Au Portugal, l’alliance gouvernementale modérée de droite qui gouverne le pays depuis un an a gagné les élections législatives anticipées, mais elle aura du mal à constituer une majorité solide. L’extrême droite, en hausse, dépasse la barre de 20% des voix et talonne les socialistes en chute libre.
Au Portugal, l’Alliance démocratique(AD) a remporté les élections législatives anticipées de dimanche 18 mai et a renforcé la position du Premier ministre Luis Montenegro, tandis qu’à l’inverse, la chute brutale du Parti socialiste(PS) a conduit à la démission de Pedro Nuno Santos.
Pari réussi pour le Premier ministre portugais sortant, candidat à sa succession. Il a toujours rejeté les accusations des conflits d’intérêts qui l’ont conduit à la chute, un an seulement après son arrivée au pouvoir. Il a consolidé « l’AD », l’Alliance de droite qu’il dirige entre son parti, le Parti social démocrate et le Parti des démocrates chrétiens.
Si cette coalition est arrivée en tête et s’est même renforcée, elle reste en minorité, avec 32,1% des suffrages( trois points de plus qu’en 2024) et 86 députés (+6) sur les 230 qui composent l’Assemblée de la République. Cela devrait lui suffire pour être à nouveau chef du gouvernement, à la tête d’une majorité relative.
La vraie surprise vient de la seconde position disputée entre Parti Socialiste et le parti Chega(Assez )d’extrême droite, porté par son chef de file populiste, ouvertement xénophobe et révisionniste, André Ventura . Avec 22,6%, le parti d’extrême droite a fait bien mieux que son score aux législatives de mars 2024 , talonnant le Parti socialiste (PS) et ses 23,4%. Après cette déconvenue, (le pire Resultat du PS depuis 1987), le chef de l’opposition socialiste, Pedro Nuno Santos a annoncé sa démission dimanche soir, déclarant qu’il demanderait des élections internes auxquelles » il ne se représenterait pas ». Pedro Nuno Santos a perdu environ 420.000 voix et 20 députés par rapport aux dernières élections. Le dirigeant socialiste a dit clairement « assumer » ses « responsabilités », mais a prévenu, « je ne renoncerai pas à me battre », citant Mário Soares.

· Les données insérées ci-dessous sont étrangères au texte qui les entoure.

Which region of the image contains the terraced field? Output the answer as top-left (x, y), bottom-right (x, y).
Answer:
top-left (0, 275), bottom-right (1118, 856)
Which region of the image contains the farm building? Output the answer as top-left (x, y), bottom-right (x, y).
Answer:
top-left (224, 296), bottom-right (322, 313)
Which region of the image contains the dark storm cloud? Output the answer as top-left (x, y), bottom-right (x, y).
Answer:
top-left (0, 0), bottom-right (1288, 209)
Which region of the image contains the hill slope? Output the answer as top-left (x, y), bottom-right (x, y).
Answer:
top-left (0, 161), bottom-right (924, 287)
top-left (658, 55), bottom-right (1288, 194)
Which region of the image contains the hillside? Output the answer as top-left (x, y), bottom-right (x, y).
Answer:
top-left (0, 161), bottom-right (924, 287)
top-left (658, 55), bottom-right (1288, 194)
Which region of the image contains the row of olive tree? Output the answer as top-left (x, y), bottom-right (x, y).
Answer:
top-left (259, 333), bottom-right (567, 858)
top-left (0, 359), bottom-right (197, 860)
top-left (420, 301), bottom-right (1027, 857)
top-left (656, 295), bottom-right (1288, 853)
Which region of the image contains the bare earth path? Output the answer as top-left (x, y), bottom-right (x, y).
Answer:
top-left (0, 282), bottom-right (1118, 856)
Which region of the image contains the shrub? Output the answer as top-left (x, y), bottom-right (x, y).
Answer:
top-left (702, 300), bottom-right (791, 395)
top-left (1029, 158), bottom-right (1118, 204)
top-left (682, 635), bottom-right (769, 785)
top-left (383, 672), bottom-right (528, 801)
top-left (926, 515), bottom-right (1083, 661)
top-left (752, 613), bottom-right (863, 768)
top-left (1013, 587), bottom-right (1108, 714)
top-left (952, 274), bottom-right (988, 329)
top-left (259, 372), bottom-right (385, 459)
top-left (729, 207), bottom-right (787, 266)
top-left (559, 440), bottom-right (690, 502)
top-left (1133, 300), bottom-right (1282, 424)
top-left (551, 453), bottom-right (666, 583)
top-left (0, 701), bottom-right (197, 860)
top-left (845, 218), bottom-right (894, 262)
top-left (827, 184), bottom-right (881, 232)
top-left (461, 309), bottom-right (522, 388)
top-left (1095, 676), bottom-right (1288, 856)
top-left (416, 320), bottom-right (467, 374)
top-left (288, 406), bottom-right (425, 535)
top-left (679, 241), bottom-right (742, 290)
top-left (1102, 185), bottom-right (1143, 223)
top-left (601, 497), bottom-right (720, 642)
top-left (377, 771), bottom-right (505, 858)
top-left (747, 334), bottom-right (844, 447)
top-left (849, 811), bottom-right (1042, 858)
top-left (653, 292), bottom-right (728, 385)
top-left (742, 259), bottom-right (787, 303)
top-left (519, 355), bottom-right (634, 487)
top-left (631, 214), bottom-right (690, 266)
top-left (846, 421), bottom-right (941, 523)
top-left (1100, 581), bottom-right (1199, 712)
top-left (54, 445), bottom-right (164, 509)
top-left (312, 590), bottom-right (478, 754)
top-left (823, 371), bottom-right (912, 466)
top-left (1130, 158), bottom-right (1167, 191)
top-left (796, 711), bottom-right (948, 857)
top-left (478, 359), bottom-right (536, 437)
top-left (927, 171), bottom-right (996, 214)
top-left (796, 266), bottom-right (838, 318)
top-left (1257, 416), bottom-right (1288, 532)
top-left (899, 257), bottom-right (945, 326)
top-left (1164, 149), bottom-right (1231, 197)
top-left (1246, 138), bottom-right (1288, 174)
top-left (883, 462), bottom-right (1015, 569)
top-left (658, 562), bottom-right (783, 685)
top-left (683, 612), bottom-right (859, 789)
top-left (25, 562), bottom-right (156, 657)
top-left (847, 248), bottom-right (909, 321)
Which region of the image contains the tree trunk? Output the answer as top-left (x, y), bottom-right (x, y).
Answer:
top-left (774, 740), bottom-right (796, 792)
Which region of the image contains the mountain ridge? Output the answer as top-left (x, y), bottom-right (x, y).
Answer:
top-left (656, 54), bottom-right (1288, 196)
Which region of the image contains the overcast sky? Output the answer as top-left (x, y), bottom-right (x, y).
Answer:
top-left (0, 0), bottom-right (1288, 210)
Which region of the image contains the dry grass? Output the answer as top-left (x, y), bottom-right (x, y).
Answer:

Chaga obtient ainsi le même nombre de députés que les socialistes ( 58), dans une campagne au cours de laquelle, son président André Ventura, un ancien commentateur de football de 42 ans, a été perturbé par deux malaises dont il a été victime devant les caméras de télévision.
» Lors de ces élections, Chega est devenu le deuxième parti de cette démocratie. Quel plaisir de regarder la carte du Portugal et de voir tant de victoires de la Chega », a déclaré le chef de la Chega à ses partisans, soulignant que le résultat du parti « mettait fin au bipartisme ». Nous avons vraiment fait ce qu’aucun parti n’a jamais fait au Portugal. Aujourd’hui, nous pouvons officiellement déclarer, devant tout le pays et avec certitude, que le bipartisme au Portugal, c’est la fin », a-t-il souligné.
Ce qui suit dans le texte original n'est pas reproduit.